Stakeholder Identification Canvas
What is it
Ideate a more comprehensive & representative set of relevant stakeholders to your project.
Why use it
- Identify a more comprehensive set of stakeholders (including groups who may benefit or become burned).
- Consider the needs and priorities of the larger community.
- Encourage a diverse and inclusive approach to collaboration.
When to use it
- When you need to consider the people involved, interested, or impacted by your project or initiative.
- Use this before you develop your stakeholder engagement strategy.
Stakeholder Identification Canvas Worksheet
How to do it
Begin on the left. In the “Who are all the stakeholders” area, quickly write down potential stakeholders for the topic. Once you’re done, take a look through and begin categorizing & marking stakeholders into groups. If you’re stuck, one common marking to use is those who provide resources (R), permission (P), and/or are decision makers (D).
TIP: Don’t spend too much time in the initial “Who are all the stakeholders” area because you can continue to add stakeholders throughout the canvas and categorizing will help to expand your list.
Now move to the top right half of the canvas. Categorize your stakeholders by moving them to the customers, connectors, and audience of focus areas.
Next, move to the middle right half of the canvas. Answer the prompts in the “Build Empathy” and “Notice Bias & Assumptions” areas.
TIP: When Building Empathy, it helps to think about who might experience a difference or consequence from the effort.
Evaluate whether this is the full set of stakeholders that need to be considered for this effort. If not, continue to ideate until you can answer “yes” with confidence or have identified a strategy for determining how you might determine whether it is the full set or not.
Lastly, move to the bottom portion of the canvas. Based on the prior discussion, narrow down your list to 2-3 stakeholders that the team needs to understand better.
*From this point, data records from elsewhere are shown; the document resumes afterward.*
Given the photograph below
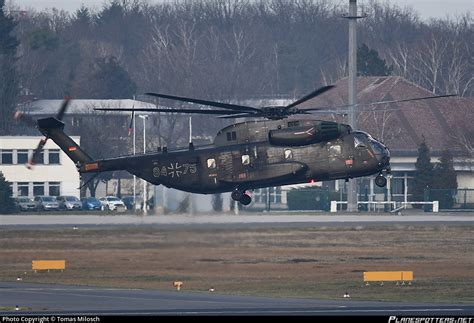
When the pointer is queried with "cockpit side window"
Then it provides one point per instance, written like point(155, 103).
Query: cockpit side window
point(358, 143)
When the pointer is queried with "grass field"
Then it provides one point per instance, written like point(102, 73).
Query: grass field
point(315, 262)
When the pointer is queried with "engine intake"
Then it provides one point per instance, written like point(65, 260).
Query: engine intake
point(307, 135)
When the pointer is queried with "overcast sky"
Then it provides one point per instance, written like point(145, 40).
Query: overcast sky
point(425, 8)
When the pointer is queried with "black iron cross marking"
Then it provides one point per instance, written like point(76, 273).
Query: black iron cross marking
point(175, 170)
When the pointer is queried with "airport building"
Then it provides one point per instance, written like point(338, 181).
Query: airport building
point(53, 175)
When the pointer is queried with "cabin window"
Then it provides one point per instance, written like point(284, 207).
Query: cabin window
point(7, 157)
point(358, 143)
point(245, 159)
point(54, 188)
point(211, 163)
point(334, 150)
point(231, 136)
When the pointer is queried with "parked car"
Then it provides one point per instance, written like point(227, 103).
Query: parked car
point(69, 203)
point(44, 203)
point(24, 203)
point(91, 203)
point(112, 203)
point(129, 202)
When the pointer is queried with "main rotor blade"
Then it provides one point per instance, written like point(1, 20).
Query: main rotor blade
point(382, 102)
point(172, 110)
point(63, 108)
point(25, 118)
point(229, 106)
point(313, 94)
point(240, 115)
Capture any actions that have arisen in the discussion
TIP: Considering primary, secondary, and tertiary effects of the effort will help you recognize a comprehensive list of stakeholders and vice versa.
Use these additional questions to help guide the problem framing discussion.
- Who else is important in the customer’s organization?
- Who receives from the customers?
- Who are the joint stakeholders?
- Who has the problem that is being solved?
- What community is being served (or not)?
- Who is a beneficiary or becomes disadvantaged in this effort?
- Who may have been overlooked?
- Who is delivering or creating approaches (e.g., potential solutions)?
- Who needs to be involved from the community to help inform or develop the approach?
- Who is the champion of this effort?
- Who are the enablers?
- Who may help us get/create buy-in?
- Who is an ally?
- Who provides governance?
- Who are the decision-makers?
- Who needs to be involved (esp from the community) in decision-making processes?
- Who may have a conflict of interest?
- Who will challenge this effort?
- Who will block this effort?
- Who interfaces with whom?
- Who is this project responsible to?
- Who must we report to?
- Helps teams broaden their thinking to ideate a more comprehensive & representative set of relevant stakeholders, which is important for creating more equitable outcomes
- Helps address the challenge listed in Stakeholder Map & Matrix of not knowing who to include
To fully bring in equity lens, requires a facilitator who can help broaden/stretch the team’s thinking to think of those who are underrepresented, at the margins/ edge, etc. This is not the usual default for most teams to consider unless already immersed in the equity space.